Mit dem Backblech in den Händen schüttelte ich den Kopf. Ich würde sicherlich kein Kostüm anziehen, nur weil Frauke und Thomas das so erwarteten. Ich wollte mich verändern, offener sein. Das konnte ich nicht in Klamotten, die ich verabscheute, sondern nur in einem normalen Outfit.

Es würde alles genau so laufen, wie ich das wollte. Hoffte ich.

***

Ich trug ein dunkelblaues Kleid mit Pünktchen. Der Klassiker, mit dem man selten etwas falsch machen konnte. Nathalie trug den Hosenanzug, den sie am Morgen angezogen hatte. Das Haus war sauber, das Essen bereit, serviert zu werden, und der Wein atmete, wie vom Händler empfohlen. Alles war perfekt vorbereitet.

Dennoch kribbelte es in meinem Magen und als ich zum wiederholten Mal meine Hände wusch, hielt Nathalie sanft meine Handgelenke fest.
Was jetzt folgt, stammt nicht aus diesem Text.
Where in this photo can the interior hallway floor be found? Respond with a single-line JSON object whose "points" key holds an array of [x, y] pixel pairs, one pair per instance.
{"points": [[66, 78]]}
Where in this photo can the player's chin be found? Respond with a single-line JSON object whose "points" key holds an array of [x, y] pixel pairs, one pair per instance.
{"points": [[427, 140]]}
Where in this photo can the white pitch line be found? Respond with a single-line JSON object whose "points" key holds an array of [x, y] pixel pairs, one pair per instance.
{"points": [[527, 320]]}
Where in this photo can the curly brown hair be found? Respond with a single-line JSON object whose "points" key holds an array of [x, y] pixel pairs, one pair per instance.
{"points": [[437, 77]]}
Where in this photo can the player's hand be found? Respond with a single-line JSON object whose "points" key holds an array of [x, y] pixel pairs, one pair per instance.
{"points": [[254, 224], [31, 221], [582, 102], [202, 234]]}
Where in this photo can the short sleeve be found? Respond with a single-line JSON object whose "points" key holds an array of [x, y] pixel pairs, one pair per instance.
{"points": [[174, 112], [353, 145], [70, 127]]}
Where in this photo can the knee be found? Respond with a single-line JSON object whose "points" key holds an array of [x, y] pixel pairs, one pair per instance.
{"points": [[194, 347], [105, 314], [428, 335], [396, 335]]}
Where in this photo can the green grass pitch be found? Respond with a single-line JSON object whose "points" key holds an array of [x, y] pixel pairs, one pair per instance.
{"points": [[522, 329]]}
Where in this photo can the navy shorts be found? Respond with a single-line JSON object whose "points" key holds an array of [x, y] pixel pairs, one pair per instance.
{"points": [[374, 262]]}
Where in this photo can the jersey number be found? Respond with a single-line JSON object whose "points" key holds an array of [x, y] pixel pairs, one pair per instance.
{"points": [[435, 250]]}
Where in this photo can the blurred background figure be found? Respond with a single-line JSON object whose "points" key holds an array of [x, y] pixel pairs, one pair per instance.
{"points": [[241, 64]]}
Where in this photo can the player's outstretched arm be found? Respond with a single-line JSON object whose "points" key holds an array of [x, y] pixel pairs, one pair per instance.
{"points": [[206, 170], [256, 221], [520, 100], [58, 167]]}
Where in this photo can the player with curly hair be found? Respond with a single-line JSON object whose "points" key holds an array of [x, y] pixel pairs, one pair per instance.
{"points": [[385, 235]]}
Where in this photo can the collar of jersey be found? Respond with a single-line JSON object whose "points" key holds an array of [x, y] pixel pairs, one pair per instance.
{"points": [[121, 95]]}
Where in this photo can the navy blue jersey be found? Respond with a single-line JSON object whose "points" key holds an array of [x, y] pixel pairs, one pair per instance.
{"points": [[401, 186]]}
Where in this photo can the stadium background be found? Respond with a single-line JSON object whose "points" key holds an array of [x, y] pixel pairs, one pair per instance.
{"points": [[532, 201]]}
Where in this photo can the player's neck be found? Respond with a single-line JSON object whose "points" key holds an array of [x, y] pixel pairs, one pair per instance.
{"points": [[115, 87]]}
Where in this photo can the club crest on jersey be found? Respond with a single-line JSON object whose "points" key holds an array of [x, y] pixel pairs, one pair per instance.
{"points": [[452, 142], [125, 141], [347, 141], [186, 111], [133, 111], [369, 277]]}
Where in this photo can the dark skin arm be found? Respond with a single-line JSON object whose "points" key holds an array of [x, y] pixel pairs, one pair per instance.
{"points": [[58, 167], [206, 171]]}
»Ich weiß, dass du Angst hast«, sagte sie leise und lächelte. Ihre Haare hatte sie seitlich in Locken festgesteckt, was sie noch jünger aussehen ließ. »Aber ich bin hier, okay?«

Hier war so ein großes, dämliches Wort. Natürlich war Nathalie anwesend und würde voraussichtlich alles tun, um mich zu beschützen. Wie sie es immer machte. Aber sie steckte nicht in meinem Kopf, nicht in meinem Körper. Innerlich war ich einfach nur allein. Ein Zustand, der mir viel zu vertraut vorkam. Dabei war es nicht einmal Angst, die mich befiel. Natürlich war ich aufgeregt, nervös und zittrig, das ließ sich keineswegs bestreiten. Doch die mächtigste aller Gefühle war die Trauer. Thomas und Frauke waren nette Menschen, auch wenn ich sie anders in Erinnerung hatte. Sie hätten mir großartige Ersatz-Eltern sein können und hatten diese Chance verpasst.

Etwas, das ich ihnen niemals verzeihen konnte.